İnsan Hakları Derneği (İHD) İzmir Şubesi, 2 haftada bir “Kayıplar bulunsun, failler yargılansın” talebiyle gerçekleştirdiği eylem için bugün bir kez daha Konak Eski Sümerbank önünde açıklama yaptı. Eylemde, “Kayıplar vicdandır sahip çık” ve “Failler belli kayıplar nerede” pankartları açıldı. Bu hafta, 1 Temmuz 1980 yılında gözaltına alındıktan sonra kaybedilen Ali Uygur’un akıbeti soruldu.
UYGUR’UN HİKAYESİ
Uygur’un hikayesini okuyan İHD İzmir Şube Yöneticisi Ahmet Çiçek, Uygur’un, 1 Temmuz 1980’de Adana’nın Pozantı ilçesinde trenle yolculuk yaparken Mithat Nisan, Mahir Keçeci ve Özcan Fedakâr ile birlikte gözaltına alındığını aktardı.
Gözaltına alınanların Adana Emniyet Müdürlüğü’ne götürüldüğünü belirten Çiçek, “Ali Uygur Mersin Emniyet Müdürlüğü’nün talebi üzerine Mersin’e getirildi. Uygur’dan dokuz gün boyunca haber alınamadı. 10 Temmuz günü anne Hatice Uygur, iki kızı ve Demokrat Gazetesi muhabiri Vahap Şehitoğlu ile birlikte; Mersin 1. Şube Müdürü Ömer Güneş ve Yardımcısı Hanefi Avcı ile görüştü. Anne, oğlunun hayatından endişe ettiğini belirtti. Yanıt çok sertti: ‘Oğlun Demirtaş Mahallesi’nde bir operasyon sırasında 9 Temmuz’da kaçtı. Ama inşallah ölmüştür” ifadelerini kullandı.
İŞKENCE TEHDİDİ
Ailenin olayla ilgili devlet makamlarına sayısız dilekçe verdiğini belirten Çiçek, aynı tarihlerde Mersin Birinci Şube’de başka bir suç iddiasıyla gözaltında bulunan Haşim Aslan’ın sorgu hakimliğinde Ali Uygur’un gözaltında öldürüldüğünü ve tanıklık yapmak istediğini beyan ettiğini kaydetti. Bu beyan üzerine Haşim Aslan’ın Sinop Cezaevi’ne nakledildiğini dile getiren Çiçek, “Ali Uygur’la birlikte gözaltına alınanlara dönemin Siyasi Şube Komiseri Hanefi Avcı tarafından o unutulmaz soru soruldu ‘Bu ayakkabının sahibini tanıyor musun’ Avcı, gözaltında direniş gösteren herkese ‘konuşmazsanız sonunuz Ali Uygur gibi olur, ayakkabılarınız burada kalır’ demişti” diye belirtti.

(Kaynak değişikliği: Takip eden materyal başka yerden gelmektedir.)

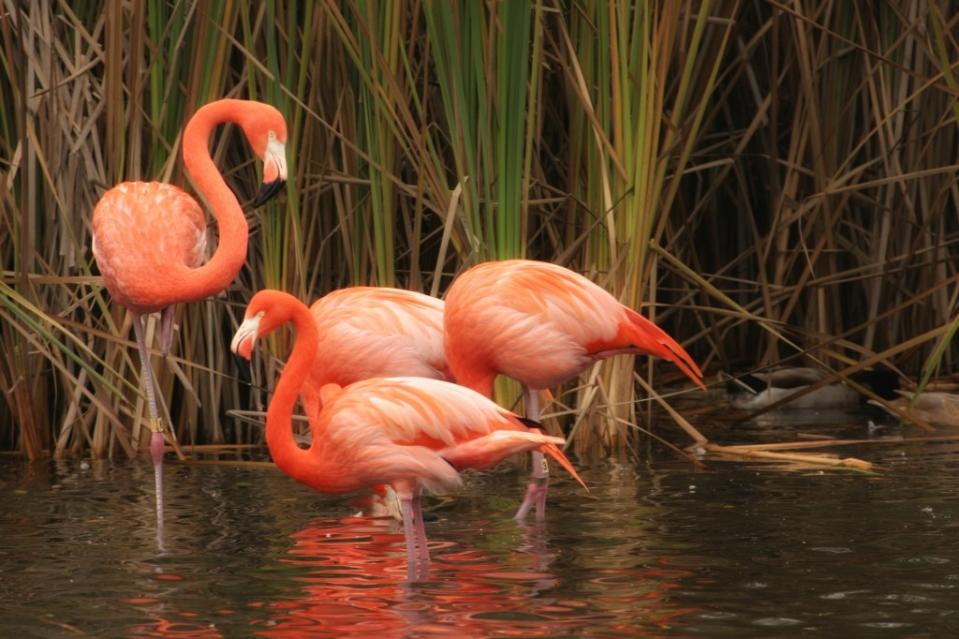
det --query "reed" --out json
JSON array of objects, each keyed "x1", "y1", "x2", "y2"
[{"x1": 0, "y1": 0, "x2": 959, "y2": 458}]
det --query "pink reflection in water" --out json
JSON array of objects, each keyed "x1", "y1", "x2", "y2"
[{"x1": 253, "y1": 518, "x2": 691, "y2": 639}]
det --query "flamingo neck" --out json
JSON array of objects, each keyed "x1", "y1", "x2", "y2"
[
  {"x1": 181, "y1": 100, "x2": 248, "y2": 300},
  {"x1": 266, "y1": 301, "x2": 321, "y2": 485}
]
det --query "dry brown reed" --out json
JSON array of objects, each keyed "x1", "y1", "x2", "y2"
[{"x1": 0, "y1": 0, "x2": 959, "y2": 458}]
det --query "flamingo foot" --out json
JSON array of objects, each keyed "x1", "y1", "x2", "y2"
[{"x1": 513, "y1": 477, "x2": 549, "y2": 521}]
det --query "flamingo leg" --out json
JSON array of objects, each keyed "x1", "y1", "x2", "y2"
[
  {"x1": 413, "y1": 490, "x2": 430, "y2": 574},
  {"x1": 133, "y1": 315, "x2": 163, "y2": 551},
  {"x1": 160, "y1": 304, "x2": 175, "y2": 359},
  {"x1": 400, "y1": 492, "x2": 416, "y2": 581},
  {"x1": 513, "y1": 385, "x2": 549, "y2": 521}
]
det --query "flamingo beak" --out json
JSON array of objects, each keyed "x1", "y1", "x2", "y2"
[
  {"x1": 252, "y1": 138, "x2": 286, "y2": 208},
  {"x1": 230, "y1": 313, "x2": 263, "y2": 359}
]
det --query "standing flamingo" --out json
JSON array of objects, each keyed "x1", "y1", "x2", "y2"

KİMSESİZLER MEZARLIĞINDA BULUNDU
12 Eylül öncesi Mersin’deki bütün siyasi yapıların Ali Uygur için sokağa çıktığını söyleyen Çiçek, Ali Uygur’un günler sonra kimsesizler mezarlığında bulunduğunu belirtti. Çiçek, “Mezar kazıcıları; Ali Uygur’u fotoğrafından teşhis eder cesedinin polisler tarafından getirildiğini ve defnedildiğini, ancak; gösterdikleri mezarın denizde boğulan Ali Bütün adına kayıtlı olduğunu söylerler. 22 Ağustos 1980’de Ali Bütün adına kayıtlı kimsesiz mezarı, hâkim huzurunda açıldı ve mezarda yatan kişinin 53 gün önce gözaltına alınan Ali Uygur’un işkenceyle parçalanmış bedeni olduğu annesi tarafından teşhis edildi. Devletin bazı görevlileri yine suçüstü yakalanmışlardı ama 12 Eylül askeri darbesinin karanlığında bu dosya da açılmadan kapatıldı” diye konuştu.
Açıklama yapılan oturma eylemi ile son buldu.